Die Teilnahme an einer Verteilung des verbleibenden Überschusses könne auch
deshalb nicht zur Annahme eines partiarischen Darlehen führen, weil sie wirtschaftlich
bedeutungslos sei. Die verbleibende Liquidität einer Einschiffsfondsgesellschaft werde
laufend ausgeschüttet, weil das Kapital zum Erwerb eines neuen Schiffs nicht benötigt
werde. Dieses Ausschüttungsverhalten könne der Darlehensgeber nicht beeinflussen.
Vorhanden sei letztlich nur noch die aus dem Verkauf des Schiffs resultierende
Liquidität.
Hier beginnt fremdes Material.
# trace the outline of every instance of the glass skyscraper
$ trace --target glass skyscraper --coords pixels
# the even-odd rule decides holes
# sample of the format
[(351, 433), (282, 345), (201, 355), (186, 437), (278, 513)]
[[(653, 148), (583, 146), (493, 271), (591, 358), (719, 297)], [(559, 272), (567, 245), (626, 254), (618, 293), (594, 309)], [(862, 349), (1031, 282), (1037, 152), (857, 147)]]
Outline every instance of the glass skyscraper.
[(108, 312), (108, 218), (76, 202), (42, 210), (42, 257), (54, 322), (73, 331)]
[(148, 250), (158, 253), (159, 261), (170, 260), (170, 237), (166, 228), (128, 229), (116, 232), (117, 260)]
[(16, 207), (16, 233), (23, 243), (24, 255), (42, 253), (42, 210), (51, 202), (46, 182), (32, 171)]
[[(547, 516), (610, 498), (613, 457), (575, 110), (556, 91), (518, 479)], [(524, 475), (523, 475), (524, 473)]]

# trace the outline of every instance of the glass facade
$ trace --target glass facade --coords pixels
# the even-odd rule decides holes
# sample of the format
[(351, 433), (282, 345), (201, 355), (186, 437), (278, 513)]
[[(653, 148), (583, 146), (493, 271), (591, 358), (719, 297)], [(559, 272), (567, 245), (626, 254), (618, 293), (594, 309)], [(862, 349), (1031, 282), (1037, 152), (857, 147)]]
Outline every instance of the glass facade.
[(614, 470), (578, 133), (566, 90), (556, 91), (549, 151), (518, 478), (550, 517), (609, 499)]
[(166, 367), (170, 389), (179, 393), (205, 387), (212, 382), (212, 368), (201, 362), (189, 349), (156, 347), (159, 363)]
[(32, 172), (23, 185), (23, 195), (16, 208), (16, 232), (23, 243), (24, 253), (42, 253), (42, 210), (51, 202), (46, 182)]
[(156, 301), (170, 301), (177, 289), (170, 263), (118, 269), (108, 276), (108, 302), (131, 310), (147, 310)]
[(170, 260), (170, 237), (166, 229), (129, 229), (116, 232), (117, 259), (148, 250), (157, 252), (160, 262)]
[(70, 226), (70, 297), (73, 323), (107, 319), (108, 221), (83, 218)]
Ausgehend von einem Verkaufspreis des Schiffs in Höhe von 60 % des
Neupreises nach 14 Jahren verbleibe keine Restliquidität, sodass keine Zahlung an den
Darlehensgeber zu erwarten sei. Dies sei den Parteien bei Abschluss des
Darlehensvertrages auch bewusst gewesen. Selbst bei einem Verkaufspreis von 60,4 %
des Neupreises nehme der Darlehensgeber nur mit 5,3 % an der verbleibenden
Restliquidität teil. Wirtschaftlich unbedeutend sei die Teilnahme an dem Verkaufserlös
auch dann noch, wenn man davon ausgehe, dass der Verkaufspreis um DM 500.000,00
über 60 % des Neupreises liege. In diesem Fall entfielen auf den Darlehensgeber nur
DM 20.000,00, was angesichts der langen Vertragslaufzeit von 14 Jahren wirtschaftlich
unbedeutend sei.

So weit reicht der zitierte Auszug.